Visiting Baghdad's Biggest Illegal Gun Market

Thanks to the problems in Iraq and many Iraqis wanting to leave the country, often illegally, a lot of soldiers and other members of the state security forces sold their weapons as part of efforts to raise funds for their journey, Zamel says. Additionally some soldiers simply supplement their incomes by registering their weapons as lost and then selling them.

And he believes the standard of weapons sold at Maridi is higher than the standard of official issue armaments. “Some army officers come to this market to buy what they need because they know its better quality,” Zamel says.

Another source at the market who wished to remain anonymous, told NIQASH that there are members of the volunteer Shiite Muslim militias who take their officially supplied weapons and sell them on the black market to make money.

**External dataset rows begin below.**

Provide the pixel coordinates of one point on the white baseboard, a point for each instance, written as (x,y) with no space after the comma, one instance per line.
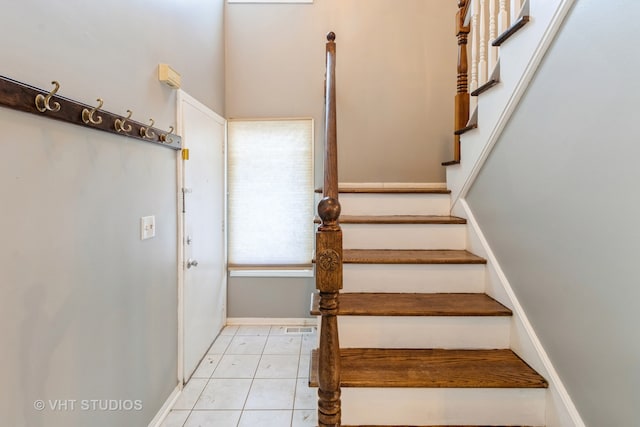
(278,321)
(168,404)
(561,412)
(393,184)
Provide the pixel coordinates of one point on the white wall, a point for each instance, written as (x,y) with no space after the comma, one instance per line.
(88,311)
(557,202)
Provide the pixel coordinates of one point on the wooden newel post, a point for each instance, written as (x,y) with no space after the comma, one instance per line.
(329,260)
(462,93)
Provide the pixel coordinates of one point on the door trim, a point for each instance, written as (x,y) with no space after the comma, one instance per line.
(184,98)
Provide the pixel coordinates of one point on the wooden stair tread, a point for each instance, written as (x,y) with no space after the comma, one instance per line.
(410,256)
(406,304)
(392,190)
(400,219)
(432,368)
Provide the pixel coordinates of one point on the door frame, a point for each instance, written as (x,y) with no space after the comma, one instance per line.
(181,98)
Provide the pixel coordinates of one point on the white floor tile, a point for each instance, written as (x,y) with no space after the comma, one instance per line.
(303,367)
(305,418)
(250,344)
(190,394)
(213,419)
(306,397)
(175,419)
(229,330)
(224,394)
(265,419)
(207,366)
(220,344)
(277,366)
(283,344)
(271,394)
(237,366)
(253,330)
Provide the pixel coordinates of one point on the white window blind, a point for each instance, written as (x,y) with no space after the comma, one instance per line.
(270,164)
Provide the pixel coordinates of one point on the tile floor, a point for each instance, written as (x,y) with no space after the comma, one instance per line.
(252,376)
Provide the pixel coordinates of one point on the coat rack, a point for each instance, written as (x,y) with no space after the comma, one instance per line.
(22,97)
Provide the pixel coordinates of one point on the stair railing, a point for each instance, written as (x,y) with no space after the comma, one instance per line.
(329,259)
(481,26)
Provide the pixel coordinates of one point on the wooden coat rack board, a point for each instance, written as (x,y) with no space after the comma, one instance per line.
(22,97)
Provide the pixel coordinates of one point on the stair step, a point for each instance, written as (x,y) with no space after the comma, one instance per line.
(410,256)
(395,201)
(399,219)
(403,232)
(396,304)
(431,368)
(414,278)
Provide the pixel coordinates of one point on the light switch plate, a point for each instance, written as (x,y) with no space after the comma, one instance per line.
(147,227)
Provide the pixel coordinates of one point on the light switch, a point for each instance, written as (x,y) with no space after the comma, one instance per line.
(147,227)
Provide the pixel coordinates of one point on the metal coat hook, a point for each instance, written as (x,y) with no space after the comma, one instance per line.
(43,102)
(87,115)
(144,132)
(120,123)
(165,136)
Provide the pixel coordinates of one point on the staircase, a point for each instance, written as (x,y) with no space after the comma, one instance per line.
(421,344)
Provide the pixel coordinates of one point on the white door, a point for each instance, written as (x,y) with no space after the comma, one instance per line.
(203,268)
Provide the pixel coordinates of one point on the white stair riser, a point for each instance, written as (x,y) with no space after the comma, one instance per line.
(414,278)
(395,204)
(442,406)
(424,332)
(404,236)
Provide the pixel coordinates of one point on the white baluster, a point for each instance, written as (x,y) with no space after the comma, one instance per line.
(516,5)
(503,17)
(473,81)
(482,44)
(493,33)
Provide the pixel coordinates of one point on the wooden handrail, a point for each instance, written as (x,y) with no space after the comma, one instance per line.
(461,114)
(329,259)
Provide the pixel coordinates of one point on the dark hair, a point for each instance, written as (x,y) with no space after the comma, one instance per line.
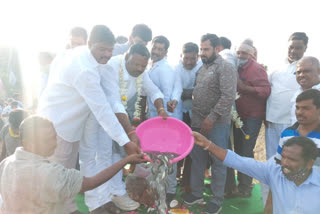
(161,40)
(225,42)
(299,36)
(190,48)
(214,40)
(16,116)
(32,125)
(121,39)
(79,32)
(140,49)
(142,31)
(310,94)
(101,33)
(14,103)
(309,148)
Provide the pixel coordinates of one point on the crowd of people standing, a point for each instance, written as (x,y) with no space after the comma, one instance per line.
(97,89)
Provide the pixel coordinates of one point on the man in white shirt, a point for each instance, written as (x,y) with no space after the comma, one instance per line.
(141,33)
(125,81)
(75,91)
(307,75)
(225,52)
(187,69)
(283,86)
(30,183)
(166,79)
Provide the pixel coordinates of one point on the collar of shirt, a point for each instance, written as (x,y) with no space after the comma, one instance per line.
(22,154)
(216,61)
(246,66)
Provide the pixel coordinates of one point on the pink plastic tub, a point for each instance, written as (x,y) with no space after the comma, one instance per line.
(171,135)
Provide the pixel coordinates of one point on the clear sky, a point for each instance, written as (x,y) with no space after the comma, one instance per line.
(43,25)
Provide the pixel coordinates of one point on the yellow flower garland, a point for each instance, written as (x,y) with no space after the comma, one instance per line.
(12,134)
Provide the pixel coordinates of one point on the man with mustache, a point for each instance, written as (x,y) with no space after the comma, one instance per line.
(295,183)
(307,112)
(283,86)
(74,91)
(97,149)
(213,96)
(254,89)
(141,33)
(307,75)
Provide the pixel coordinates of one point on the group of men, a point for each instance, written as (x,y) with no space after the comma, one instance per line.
(96,91)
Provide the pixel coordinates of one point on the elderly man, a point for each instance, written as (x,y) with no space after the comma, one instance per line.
(225,52)
(213,96)
(254,89)
(187,70)
(307,75)
(295,183)
(283,86)
(125,81)
(141,33)
(78,37)
(75,91)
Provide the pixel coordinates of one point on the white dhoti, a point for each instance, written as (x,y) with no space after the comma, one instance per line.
(95,155)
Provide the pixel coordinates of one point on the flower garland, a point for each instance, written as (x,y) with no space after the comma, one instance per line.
(12,134)
(236,119)
(124,90)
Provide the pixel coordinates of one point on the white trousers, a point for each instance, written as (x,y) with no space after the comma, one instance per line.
(272,134)
(66,154)
(95,155)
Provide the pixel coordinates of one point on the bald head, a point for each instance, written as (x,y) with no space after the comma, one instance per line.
(38,135)
(308,71)
(312,60)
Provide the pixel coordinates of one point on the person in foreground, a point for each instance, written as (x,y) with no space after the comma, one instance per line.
(295,182)
(30,183)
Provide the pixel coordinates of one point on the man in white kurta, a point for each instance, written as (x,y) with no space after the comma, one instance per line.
(283,86)
(75,92)
(96,150)
(168,81)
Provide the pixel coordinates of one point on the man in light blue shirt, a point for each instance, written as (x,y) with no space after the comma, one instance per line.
(295,182)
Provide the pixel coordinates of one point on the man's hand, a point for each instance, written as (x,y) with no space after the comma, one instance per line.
(200,140)
(136,158)
(162,113)
(171,105)
(134,138)
(132,148)
(206,126)
(241,85)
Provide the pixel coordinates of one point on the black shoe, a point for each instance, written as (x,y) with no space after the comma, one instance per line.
(191,199)
(212,209)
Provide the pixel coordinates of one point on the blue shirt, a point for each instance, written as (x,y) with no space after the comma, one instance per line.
(287,197)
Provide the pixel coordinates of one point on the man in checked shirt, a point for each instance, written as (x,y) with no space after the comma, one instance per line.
(213,96)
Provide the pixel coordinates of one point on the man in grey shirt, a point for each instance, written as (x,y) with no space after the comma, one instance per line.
(213,96)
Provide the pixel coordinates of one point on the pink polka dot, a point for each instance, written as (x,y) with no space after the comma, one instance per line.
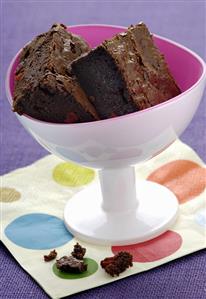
(153,250)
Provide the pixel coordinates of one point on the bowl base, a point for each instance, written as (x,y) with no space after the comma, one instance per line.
(87,220)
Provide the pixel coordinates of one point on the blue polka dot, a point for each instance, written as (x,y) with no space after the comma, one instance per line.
(38,231)
(201,217)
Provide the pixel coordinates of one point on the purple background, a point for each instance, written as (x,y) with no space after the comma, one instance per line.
(182,21)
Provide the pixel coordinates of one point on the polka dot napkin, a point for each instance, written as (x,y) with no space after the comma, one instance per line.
(32,204)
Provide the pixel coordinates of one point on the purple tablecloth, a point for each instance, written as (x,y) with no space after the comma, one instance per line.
(182,21)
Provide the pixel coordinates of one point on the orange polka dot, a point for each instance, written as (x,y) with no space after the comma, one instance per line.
(9,195)
(186,179)
(153,250)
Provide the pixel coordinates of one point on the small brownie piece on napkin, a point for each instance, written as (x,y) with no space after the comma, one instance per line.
(71,265)
(125,74)
(118,263)
(44,86)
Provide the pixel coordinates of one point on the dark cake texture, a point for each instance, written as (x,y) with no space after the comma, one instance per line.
(71,265)
(125,74)
(118,263)
(44,86)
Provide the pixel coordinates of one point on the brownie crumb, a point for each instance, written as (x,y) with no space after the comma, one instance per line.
(71,265)
(78,251)
(51,256)
(117,264)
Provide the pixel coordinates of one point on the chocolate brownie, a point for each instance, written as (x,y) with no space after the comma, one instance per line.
(71,265)
(118,263)
(44,86)
(125,74)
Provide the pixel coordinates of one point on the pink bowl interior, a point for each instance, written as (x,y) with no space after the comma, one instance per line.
(184,66)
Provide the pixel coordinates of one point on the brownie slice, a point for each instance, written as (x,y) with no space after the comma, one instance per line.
(125,74)
(44,86)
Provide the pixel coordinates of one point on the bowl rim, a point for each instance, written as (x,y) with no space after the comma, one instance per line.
(122,117)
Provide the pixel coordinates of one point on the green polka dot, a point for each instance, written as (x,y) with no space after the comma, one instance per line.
(72,175)
(9,195)
(92,267)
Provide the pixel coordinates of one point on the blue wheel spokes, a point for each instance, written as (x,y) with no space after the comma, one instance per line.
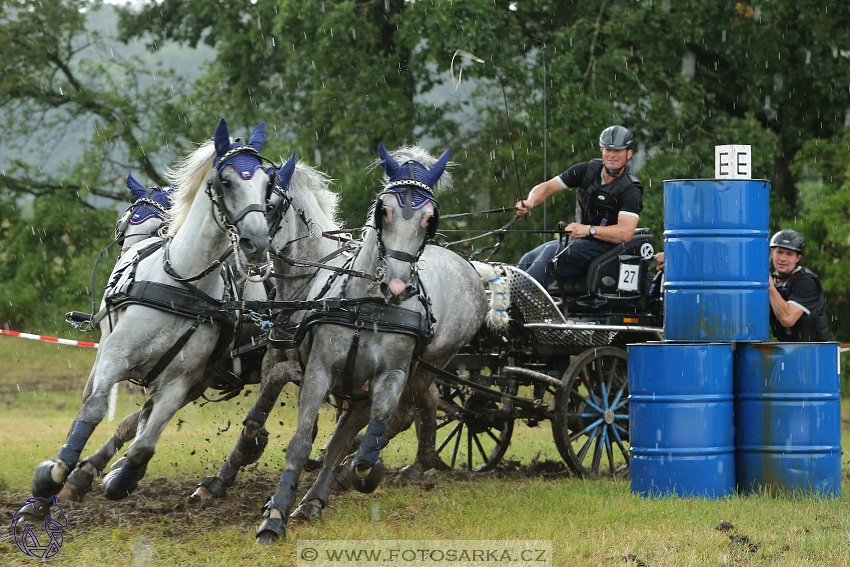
(586,430)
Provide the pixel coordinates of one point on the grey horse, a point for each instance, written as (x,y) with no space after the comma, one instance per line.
(149,222)
(136,338)
(392,250)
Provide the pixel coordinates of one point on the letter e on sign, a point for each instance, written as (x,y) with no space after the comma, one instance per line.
(733,162)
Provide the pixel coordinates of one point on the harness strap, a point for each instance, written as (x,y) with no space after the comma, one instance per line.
(348,372)
(171,353)
(319,264)
(166,264)
(399,255)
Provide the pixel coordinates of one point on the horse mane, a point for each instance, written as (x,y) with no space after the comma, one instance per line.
(188,177)
(308,178)
(403,155)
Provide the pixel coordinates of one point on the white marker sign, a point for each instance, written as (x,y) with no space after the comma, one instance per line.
(733,162)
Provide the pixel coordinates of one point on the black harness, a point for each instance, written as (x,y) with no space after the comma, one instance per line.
(124,290)
(371,314)
(189,301)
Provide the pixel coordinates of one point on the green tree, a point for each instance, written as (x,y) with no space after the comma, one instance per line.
(63,85)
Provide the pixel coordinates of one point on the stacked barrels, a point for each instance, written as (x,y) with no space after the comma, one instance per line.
(714,407)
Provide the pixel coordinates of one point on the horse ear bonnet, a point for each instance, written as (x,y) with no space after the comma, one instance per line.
(420,191)
(136,189)
(245,162)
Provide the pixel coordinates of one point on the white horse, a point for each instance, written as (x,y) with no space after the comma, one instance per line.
(302,210)
(158,328)
(310,193)
(146,217)
(391,250)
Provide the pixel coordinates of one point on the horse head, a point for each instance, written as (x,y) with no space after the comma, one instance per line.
(406,215)
(239,186)
(147,214)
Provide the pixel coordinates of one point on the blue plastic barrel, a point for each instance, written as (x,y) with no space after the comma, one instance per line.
(788,418)
(716,260)
(680,419)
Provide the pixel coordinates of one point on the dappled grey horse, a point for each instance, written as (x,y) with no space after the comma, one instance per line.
(300,212)
(151,312)
(364,352)
(248,335)
(146,217)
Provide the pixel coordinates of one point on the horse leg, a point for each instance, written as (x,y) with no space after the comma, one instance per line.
(339,445)
(367,469)
(253,438)
(314,388)
(50,475)
(155,415)
(79,483)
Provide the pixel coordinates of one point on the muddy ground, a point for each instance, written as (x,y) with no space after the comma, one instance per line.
(241,506)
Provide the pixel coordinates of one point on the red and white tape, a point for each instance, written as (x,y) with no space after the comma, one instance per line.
(48,339)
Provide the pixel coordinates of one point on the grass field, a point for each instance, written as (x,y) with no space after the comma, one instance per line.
(593,523)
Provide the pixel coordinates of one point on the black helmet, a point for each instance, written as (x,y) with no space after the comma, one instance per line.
(616,138)
(790,239)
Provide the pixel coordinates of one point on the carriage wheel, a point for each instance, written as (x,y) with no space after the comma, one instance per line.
(473,428)
(592,413)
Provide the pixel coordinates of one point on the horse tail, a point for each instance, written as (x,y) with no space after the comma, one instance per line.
(499,299)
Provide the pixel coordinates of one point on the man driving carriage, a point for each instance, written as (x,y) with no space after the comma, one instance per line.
(609,200)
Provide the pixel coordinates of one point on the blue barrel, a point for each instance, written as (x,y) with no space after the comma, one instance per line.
(716,260)
(788,418)
(680,419)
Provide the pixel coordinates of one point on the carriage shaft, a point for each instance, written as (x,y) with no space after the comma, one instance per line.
(533,375)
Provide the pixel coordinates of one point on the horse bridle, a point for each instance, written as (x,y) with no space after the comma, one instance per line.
(157,208)
(407,213)
(225,219)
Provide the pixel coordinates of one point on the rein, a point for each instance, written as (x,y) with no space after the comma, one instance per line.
(321,265)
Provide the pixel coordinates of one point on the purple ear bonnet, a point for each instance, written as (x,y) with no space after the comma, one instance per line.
(284,174)
(245,163)
(412,175)
(153,196)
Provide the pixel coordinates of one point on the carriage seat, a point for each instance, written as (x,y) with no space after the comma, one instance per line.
(603,274)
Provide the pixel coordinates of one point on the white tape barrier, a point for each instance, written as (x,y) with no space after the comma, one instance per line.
(48,339)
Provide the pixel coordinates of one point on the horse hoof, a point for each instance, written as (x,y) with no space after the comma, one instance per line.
(342,475)
(306,512)
(270,531)
(119,483)
(371,481)
(43,485)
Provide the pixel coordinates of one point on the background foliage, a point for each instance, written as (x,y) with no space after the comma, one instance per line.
(333,78)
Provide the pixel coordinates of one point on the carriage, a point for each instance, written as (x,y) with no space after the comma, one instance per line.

Mostly the gun markets are in out of the way places that the official army or police don’t go to. And the arms dealers are creative, the source says. Even if security did close the gun markets down the traders would doubtless still sell using dedicated, and private, Facebook pages.

Most households in Baghdad own at least one gun and the arms dealers say that more and more people are buying weapons illegally. They are used in tribal conflicts that turn violent and for personal protection, the dealers suggest. Often young men will boast about their guns.

“But the customers here are not just ordinary people,” says Hassan al-Yasiri, who also has a stand at the market selling light weapons like pistols, automatic weapons and grenades. “A lot of them are army officers and government officials.”